Control consultancy mckinsey is facing increased court test in a long-running dispute about its alleged failure to pay for residential property charges for london workplaces it moved regarding in 2019.

The firm is being sued for about 2.2m by criterion buildings ltd, which has one jermyn street in piccadilly, according to a lawsuit filed at londons tall court. mckinsey leased workplaces indeed there from 1993 before it moved a year ago to a new 100,000 sq ft office in londons holborn area.

Criterions suit alleges that the company failed to pay service costs because of beneath the regards to its rent, according to the courtroom claim.

Mckinsey is defending the way it is and states there's absolutely no bad debts. into the defence it has recorded, it also disputes the solution charge demands created by criterion. it acknowledges it has maybe not paid the amounts required but denies it absolutely was under any obligation to do this.

The purported service charge...does not express a because of percentage of expenses reasonably and properly incurred by the claimant in providing the solutions and defraying the expense and expenditures, its defence states.

Mckinsey is certainly not liable for the sums reported during these proceedings because they do not mirror a due percentage associated with the solution provided.

Mckinsey says inside court documents that, since june 2014, it's withheld repayment of area of the demands made by the claimant but [has] however paid the sums which, from time to time, were properly due and owing.

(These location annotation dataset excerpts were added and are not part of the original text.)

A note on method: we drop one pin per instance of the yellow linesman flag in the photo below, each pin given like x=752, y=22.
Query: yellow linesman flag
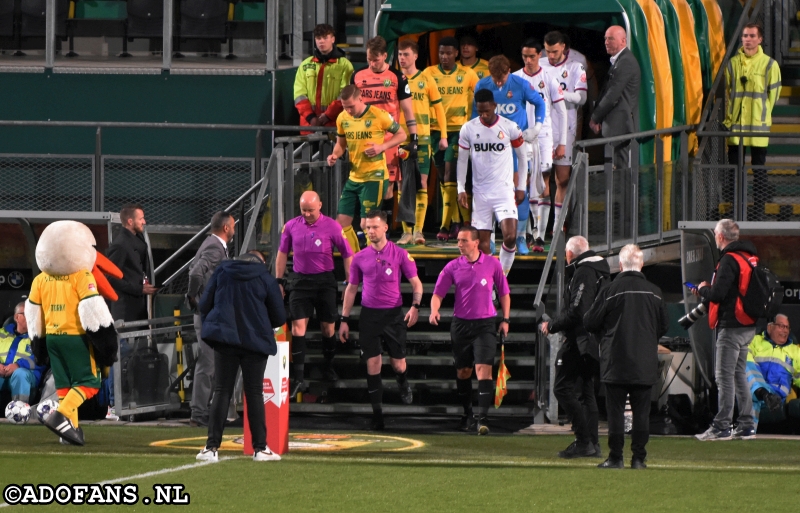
x=501, y=389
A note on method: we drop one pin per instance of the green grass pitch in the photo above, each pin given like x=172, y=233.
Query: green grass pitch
x=435, y=472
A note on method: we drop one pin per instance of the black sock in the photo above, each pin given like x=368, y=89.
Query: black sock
x=375, y=389
x=464, y=388
x=402, y=378
x=328, y=348
x=299, y=357
x=485, y=395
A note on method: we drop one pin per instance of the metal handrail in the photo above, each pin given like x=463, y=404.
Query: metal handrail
x=586, y=143
x=174, y=126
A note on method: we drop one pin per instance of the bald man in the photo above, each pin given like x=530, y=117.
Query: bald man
x=616, y=111
x=312, y=237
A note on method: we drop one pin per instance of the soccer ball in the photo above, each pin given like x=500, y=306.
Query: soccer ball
x=18, y=412
x=45, y=408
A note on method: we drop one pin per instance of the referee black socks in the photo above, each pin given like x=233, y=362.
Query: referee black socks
x=402, y=378
x=328, y=348
x=299, y=357
x=485, y=395
x=375, y=389
x=464, y=388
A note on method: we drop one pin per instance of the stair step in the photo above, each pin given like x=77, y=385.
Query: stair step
x=416, y=384
x=447, y=314
x=419, y=360
x=398, y=409
x=439, y=337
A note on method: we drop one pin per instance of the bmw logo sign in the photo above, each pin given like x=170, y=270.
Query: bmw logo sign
x=16, y=279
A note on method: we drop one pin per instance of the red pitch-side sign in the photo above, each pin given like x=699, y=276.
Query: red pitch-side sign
x=276, y=400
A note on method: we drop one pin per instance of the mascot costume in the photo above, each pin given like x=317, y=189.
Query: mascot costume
x=68, y=320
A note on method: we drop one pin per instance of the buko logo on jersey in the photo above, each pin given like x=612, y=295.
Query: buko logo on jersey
x=506, y=108
x=497, y=147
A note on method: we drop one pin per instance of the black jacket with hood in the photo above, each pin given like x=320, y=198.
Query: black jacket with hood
x=590, y=272
x=630, y=317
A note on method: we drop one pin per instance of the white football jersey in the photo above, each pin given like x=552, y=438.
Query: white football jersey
x=490, y=148
x=548, y=88
x=571, y=75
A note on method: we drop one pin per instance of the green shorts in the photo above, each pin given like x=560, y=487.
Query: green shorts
x=424, y=159
x=72, y=361
x=369, y=195
x=448, y=155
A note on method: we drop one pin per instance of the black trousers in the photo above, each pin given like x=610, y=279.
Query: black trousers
x=761, y=193
x=577, y=399
x=615, y=407
x=227, y=360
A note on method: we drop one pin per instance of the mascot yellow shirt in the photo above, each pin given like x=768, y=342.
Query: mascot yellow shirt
x=59, y=297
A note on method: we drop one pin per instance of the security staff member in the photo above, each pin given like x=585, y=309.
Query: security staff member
x=379, y=267
x=752, y=86
x=312, y=236
x=473, y=330
x=578, y=358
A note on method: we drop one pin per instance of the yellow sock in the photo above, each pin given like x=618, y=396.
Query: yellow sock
x=466, y=214
x=420, y=210
x=449, y=200
x=352, y=238
x=69, y=405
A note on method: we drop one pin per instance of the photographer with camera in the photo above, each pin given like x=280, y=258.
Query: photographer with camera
x=735, y=330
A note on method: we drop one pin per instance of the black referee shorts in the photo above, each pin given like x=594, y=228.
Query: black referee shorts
x=312, y=292
x=474, y=342
x=382, y=324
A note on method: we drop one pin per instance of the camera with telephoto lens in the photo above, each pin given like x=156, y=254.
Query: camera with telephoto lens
x=696, y=313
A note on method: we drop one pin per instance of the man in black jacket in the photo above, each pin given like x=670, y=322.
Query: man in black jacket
x=630, y=316
x=128, y=251
x=578, y=358
x=735, y=331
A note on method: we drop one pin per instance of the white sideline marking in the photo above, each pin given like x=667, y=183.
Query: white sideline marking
x=139, y=476
x=529, y=463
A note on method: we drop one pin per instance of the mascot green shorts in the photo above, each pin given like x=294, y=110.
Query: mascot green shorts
x=72, y=361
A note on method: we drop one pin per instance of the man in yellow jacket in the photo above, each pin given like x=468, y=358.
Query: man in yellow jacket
x=752, y=86
x=773, y=372
x=319, y=80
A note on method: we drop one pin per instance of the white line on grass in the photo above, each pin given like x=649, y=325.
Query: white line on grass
x=144, y=475
x=527, y=463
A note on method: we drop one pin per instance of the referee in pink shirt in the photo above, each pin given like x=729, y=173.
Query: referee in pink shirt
x=378, y=268
x=312, y=236
x=473, y=330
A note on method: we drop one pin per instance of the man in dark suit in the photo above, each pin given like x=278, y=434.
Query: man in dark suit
x=630, y=316
x=128, y=251
x=212, y=251
x=616, y=111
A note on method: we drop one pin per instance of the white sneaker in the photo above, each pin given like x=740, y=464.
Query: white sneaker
x=266, y=455
x=111, y=414
x=208, y=455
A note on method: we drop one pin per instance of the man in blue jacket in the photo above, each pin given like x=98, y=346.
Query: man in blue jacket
x=241, y=305
x=18, y=371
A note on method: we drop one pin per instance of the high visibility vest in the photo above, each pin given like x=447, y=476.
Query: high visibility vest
x=752, y=86
x=15, y=348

The consultancy promises that criterion did not function a sinking fund an investment earmarked when it comes to costs of upkeep as well as the replacement of gear in building such as for instance lifts, with the result that claimants demands have actually surpassed the amount that your defendants tend to be correctly prone to spend.

It also promises that criterion undertook 1m of fixes and redecoration work to the building in 2017-2018 and therefore this work ended up being usually unneeded and untimely. it claims it will not be needed to donate to the total cost of the works given its lease expired in 2019. in addition it maintains so it must not must contribute to the price of work on items lift since it didn't need replacing.

The scenario is scheduled for test in october.

Mckinsey said it didn't comment on ongoing appropriate issues. criterion declined to review.

The consultancy, which advises some of the worlds biggest corporations and governments all over the world, had been recently compensated 560,000 because of the federal government for six-weeks' work to determine the vision, purpose and narrative of england's brand-new community health expert based on brand-new contracts granted throughout the coronavirus pandemic.